Thursday, November 19, 2020

Setting up the morning.

Yes. Affirmative. Today I'm going to will into existence a productive day. I'm going to get shit done. The coffee is made. I've read the e-mails to prepare for parent teacher conferences this afternoon. I know when my three phone conferences are today, and I have a list of priorities to accomplish beyond those. 

This morning is the first really cold one - single digits. I forgot to empty the cement birdbath yesterday. Ice can crack it. Need to get a shallow plastic one and put a little water in every day. It ain't easy for a bird in winter to find water, or to do anything really.
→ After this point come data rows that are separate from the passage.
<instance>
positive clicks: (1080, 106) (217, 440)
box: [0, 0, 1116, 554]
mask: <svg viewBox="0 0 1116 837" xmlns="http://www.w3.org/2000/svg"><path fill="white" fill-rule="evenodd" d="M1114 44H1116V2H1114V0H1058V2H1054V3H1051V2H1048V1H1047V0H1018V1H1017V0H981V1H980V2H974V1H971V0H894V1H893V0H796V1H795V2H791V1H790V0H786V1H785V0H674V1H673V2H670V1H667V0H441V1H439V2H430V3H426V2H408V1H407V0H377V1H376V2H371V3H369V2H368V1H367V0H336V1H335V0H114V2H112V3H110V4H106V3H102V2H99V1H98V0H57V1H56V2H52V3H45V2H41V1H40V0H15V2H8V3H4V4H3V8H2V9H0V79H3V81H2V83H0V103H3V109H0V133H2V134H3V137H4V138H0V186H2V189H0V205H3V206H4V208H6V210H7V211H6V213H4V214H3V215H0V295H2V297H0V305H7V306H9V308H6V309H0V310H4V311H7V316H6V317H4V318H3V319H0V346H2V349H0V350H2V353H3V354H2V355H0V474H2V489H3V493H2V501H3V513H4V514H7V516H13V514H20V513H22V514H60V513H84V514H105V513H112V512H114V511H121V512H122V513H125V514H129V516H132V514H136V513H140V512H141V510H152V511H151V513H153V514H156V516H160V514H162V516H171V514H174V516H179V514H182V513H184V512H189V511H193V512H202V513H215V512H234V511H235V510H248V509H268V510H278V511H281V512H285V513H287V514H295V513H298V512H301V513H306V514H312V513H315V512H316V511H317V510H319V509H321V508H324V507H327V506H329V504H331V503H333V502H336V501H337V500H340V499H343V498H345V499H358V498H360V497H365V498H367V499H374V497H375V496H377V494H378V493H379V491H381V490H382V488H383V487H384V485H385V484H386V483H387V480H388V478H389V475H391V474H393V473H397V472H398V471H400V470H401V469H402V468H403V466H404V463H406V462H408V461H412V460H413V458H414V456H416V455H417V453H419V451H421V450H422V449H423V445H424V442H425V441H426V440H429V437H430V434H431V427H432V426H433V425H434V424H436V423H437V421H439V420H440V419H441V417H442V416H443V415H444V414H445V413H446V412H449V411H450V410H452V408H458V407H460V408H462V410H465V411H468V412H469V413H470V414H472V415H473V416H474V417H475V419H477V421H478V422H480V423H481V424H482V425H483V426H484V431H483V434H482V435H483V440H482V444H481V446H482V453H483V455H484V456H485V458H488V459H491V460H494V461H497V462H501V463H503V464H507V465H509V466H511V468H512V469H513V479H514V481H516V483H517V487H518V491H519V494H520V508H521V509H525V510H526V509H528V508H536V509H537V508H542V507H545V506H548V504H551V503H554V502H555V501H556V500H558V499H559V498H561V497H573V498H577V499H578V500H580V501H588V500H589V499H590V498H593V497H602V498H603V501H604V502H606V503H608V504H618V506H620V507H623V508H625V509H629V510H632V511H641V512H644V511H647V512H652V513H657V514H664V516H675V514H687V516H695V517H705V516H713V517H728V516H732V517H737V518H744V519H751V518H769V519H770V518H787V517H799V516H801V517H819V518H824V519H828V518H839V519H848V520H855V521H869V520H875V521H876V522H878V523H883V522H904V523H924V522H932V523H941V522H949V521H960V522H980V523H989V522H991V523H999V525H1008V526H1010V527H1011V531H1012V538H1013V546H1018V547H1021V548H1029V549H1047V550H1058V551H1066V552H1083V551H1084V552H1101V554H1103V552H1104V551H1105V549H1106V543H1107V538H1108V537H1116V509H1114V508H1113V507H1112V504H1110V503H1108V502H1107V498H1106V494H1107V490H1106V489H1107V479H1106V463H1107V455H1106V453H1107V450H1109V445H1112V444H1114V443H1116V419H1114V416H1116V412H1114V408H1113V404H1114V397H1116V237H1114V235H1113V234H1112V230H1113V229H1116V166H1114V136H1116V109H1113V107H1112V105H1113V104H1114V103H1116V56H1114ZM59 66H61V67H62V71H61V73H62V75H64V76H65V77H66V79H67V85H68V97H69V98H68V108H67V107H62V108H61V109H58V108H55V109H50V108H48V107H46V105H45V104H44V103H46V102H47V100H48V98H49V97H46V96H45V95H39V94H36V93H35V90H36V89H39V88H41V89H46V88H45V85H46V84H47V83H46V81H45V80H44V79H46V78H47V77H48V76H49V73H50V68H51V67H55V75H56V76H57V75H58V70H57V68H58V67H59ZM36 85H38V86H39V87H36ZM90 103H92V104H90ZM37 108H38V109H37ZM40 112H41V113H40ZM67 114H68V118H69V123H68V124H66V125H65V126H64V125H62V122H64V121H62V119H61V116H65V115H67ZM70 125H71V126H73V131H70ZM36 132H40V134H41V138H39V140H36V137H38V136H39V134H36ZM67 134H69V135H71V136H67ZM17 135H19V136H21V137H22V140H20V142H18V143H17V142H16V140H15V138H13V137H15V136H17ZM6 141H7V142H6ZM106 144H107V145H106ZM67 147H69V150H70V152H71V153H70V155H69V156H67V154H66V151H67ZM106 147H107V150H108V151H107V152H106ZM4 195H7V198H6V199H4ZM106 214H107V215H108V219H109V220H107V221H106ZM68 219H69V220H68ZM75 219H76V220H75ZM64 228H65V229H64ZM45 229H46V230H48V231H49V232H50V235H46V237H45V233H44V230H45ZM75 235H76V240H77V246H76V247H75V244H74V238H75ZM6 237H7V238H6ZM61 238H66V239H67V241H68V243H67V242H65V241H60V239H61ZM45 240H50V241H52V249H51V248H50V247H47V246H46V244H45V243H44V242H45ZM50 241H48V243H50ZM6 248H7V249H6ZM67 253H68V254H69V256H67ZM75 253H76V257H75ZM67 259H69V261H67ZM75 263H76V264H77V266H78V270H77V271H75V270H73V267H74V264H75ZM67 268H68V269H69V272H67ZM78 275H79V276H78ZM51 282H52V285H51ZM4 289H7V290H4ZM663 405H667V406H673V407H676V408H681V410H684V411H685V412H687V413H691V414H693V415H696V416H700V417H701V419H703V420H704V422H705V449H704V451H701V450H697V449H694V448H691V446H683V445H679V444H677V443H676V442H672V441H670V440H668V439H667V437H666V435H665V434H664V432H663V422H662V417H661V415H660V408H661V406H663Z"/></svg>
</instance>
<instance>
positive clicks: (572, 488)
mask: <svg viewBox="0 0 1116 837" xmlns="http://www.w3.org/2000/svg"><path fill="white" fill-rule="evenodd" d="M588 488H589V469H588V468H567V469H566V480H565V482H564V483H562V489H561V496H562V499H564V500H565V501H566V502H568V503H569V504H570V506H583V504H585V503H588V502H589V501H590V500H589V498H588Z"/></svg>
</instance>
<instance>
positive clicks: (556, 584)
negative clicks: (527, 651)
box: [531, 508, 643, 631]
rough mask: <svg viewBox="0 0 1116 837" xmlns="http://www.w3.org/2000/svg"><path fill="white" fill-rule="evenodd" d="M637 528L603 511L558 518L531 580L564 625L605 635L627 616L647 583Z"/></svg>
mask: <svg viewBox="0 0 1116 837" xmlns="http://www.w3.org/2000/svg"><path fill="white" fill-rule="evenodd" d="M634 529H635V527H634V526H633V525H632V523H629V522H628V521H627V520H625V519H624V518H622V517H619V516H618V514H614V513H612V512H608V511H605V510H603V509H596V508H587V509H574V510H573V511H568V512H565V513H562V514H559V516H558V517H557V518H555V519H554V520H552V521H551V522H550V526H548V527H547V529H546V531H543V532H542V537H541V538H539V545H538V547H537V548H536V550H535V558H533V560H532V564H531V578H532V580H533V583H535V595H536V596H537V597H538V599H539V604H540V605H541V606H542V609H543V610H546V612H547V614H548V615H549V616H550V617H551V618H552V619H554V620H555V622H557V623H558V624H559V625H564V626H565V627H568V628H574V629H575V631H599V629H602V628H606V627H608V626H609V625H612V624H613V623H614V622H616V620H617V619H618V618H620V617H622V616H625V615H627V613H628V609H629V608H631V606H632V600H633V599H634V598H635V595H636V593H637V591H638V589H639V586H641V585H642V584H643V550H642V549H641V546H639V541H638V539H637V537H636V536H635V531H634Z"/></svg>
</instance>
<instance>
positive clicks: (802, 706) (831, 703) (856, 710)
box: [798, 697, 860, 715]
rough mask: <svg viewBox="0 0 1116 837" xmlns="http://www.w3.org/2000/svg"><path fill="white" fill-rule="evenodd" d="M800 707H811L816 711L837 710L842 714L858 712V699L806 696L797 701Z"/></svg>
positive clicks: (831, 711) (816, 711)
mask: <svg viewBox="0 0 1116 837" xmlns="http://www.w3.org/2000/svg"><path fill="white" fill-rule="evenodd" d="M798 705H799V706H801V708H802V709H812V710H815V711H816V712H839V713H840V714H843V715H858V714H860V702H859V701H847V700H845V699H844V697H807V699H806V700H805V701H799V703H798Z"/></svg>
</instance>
This morning I washed this pretty stoneware dish you intended to hold my sponges and things next to the kitchen sink. You brought it over in the days when we'd unsealed my tomb, cleared out some of the dust, bought some new bedding and imposed a little order on my apathetic chaos. That dish is a beautiful detail. A symbol of a thought for me and an effort you made to pull me out of the muck. I treasure it. 

Harsh conditions. Remember that? It's almost as cold as that this morning, but I've got plenty of oil this time should you come over at 3 AM. 

The rituals I practiced - leaving the outside light on, making sure things were shoveled out and not too icy, leaving the door unlocked, keeping candles at the ready, hoping you would be standing there when I opened my eyes.  Magical thinking. Magic of the best kind. 

I miss you happily today.

I hope you are well and not working in the proximity of this Covid monster and the ignorant mask-hating population every day. There are blue jays out there this morning. I'd like to be frying us some eggs.